“What a piece of work is a man” (Hamlet)
À primeira vista, A Mosca na versão do Cronenberg é o Diogo Mainardi se transformando no Tadeu Melo. Mas o ponto é a personagem de Geena Davis, Veronica, só catar boy-lixo.
Tem quase um subtexto anos 50, de “cuidado com a ciência”, aplicado ao darwinismo social (e à ideia de eugenia e do sonho de aprimorar a evolução humana): ao fim, a psique de Veronica é mais bem adaptada que a de Brundle-Fly e a do outro boy-lixo.
E a chave é o sonho da personagem. (Cronenberg diz que numa cena deletada, em vez de uma pupa, Geena Davis dava a luz um bebê-borboleta.) Só Veronica sonha, só ela sai inteira.

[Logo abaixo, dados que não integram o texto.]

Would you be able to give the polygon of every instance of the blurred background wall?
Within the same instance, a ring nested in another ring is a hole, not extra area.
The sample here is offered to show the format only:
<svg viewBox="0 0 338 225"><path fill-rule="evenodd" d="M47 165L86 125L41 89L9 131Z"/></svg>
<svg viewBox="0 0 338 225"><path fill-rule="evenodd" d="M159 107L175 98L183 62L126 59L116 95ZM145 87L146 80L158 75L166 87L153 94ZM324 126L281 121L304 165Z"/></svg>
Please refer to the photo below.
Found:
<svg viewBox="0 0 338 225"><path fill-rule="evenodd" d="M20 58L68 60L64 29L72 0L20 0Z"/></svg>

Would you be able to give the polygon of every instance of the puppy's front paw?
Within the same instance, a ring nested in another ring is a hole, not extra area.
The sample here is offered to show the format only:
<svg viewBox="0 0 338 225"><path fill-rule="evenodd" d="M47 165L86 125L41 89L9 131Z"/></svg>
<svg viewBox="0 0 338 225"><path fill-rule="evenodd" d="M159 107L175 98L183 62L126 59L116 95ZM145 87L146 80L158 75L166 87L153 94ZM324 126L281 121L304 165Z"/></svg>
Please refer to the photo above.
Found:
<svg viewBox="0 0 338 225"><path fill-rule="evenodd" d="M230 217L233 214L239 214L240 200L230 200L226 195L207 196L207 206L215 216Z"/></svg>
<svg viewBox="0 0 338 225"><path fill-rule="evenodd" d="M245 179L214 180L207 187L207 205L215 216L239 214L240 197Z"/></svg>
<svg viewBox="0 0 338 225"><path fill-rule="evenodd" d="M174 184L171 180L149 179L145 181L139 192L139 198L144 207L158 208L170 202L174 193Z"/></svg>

O personagem de Geena Davis termina o filme quase sem arranhões. Já os boy-lixo se revelam fisicamente sem pé (e João-sem-braço) nem cabeça.

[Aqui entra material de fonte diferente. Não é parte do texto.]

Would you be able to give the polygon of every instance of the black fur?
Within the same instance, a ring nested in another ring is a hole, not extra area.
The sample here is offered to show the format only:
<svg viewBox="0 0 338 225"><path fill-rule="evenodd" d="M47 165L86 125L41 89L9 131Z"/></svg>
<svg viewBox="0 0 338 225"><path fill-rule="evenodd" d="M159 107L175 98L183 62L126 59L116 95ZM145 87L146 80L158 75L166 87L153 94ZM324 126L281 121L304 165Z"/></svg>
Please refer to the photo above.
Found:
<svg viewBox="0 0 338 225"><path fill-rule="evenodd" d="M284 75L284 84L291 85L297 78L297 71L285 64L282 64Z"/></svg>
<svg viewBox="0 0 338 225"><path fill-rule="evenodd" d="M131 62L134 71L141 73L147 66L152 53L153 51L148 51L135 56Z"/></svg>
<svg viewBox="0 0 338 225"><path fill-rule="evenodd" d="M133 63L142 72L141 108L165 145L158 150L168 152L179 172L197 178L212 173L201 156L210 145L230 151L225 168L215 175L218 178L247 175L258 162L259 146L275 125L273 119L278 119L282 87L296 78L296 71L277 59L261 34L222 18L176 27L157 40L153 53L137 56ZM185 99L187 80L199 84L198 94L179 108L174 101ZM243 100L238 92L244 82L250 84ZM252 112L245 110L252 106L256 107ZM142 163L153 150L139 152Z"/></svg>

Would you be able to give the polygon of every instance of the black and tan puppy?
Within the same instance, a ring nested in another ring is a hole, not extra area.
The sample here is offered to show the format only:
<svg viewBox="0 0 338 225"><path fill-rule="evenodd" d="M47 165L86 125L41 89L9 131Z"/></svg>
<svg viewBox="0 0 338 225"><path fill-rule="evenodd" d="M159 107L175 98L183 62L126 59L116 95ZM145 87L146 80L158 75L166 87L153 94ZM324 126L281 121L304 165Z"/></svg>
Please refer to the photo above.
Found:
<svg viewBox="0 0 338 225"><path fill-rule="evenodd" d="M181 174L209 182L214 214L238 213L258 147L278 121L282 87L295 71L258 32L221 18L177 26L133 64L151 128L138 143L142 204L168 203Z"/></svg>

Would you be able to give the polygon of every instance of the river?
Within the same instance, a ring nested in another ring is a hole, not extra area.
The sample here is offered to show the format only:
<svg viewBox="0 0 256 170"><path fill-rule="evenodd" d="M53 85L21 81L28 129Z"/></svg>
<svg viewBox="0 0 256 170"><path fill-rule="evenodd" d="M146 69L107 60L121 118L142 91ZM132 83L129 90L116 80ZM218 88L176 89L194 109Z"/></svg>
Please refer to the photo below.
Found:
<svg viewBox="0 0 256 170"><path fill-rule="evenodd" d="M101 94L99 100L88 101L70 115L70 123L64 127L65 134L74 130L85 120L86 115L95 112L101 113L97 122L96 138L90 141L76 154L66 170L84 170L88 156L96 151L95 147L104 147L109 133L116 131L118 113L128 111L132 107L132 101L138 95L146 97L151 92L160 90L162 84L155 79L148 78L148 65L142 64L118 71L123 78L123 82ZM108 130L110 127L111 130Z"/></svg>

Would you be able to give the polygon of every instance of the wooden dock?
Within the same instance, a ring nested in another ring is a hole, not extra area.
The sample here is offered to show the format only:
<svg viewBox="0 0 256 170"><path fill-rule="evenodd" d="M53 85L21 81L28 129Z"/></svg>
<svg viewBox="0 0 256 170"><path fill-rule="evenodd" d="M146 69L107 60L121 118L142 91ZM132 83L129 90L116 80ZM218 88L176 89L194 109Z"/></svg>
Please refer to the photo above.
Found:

Críticos da época falaram de Aids; Cronenberg reiterou em várias entrevistas que se tratava de velhice (e da degeneração do corpo).
Mas parece, em retrospecto, uma retomada da fala de Hamlet a Rosencrantz e também um estudo do papel da mulher no início dos anos 80.
Ainda a respeito dos anos 50 e do tipo de contos de moralidade sci-fi, pirateando ou subvertendo HG Wells e Verne, o filme é cheio de inversões e reversões dos tropos e clichês daqueles filmes. Logo de cara, Geena Davis entrega a meia a Jeff Goldblum sem perder os sapatos. É, como resenhista costuma dizer, emblemática, ao ponto do fetiche, a quantidade de mulheres perdendo os sapatos, mesmo quando não há monstros gigantes nem são elas os monstros gigantes nesses filmes.
Seria Cronenberg o mais canadense dos feministas?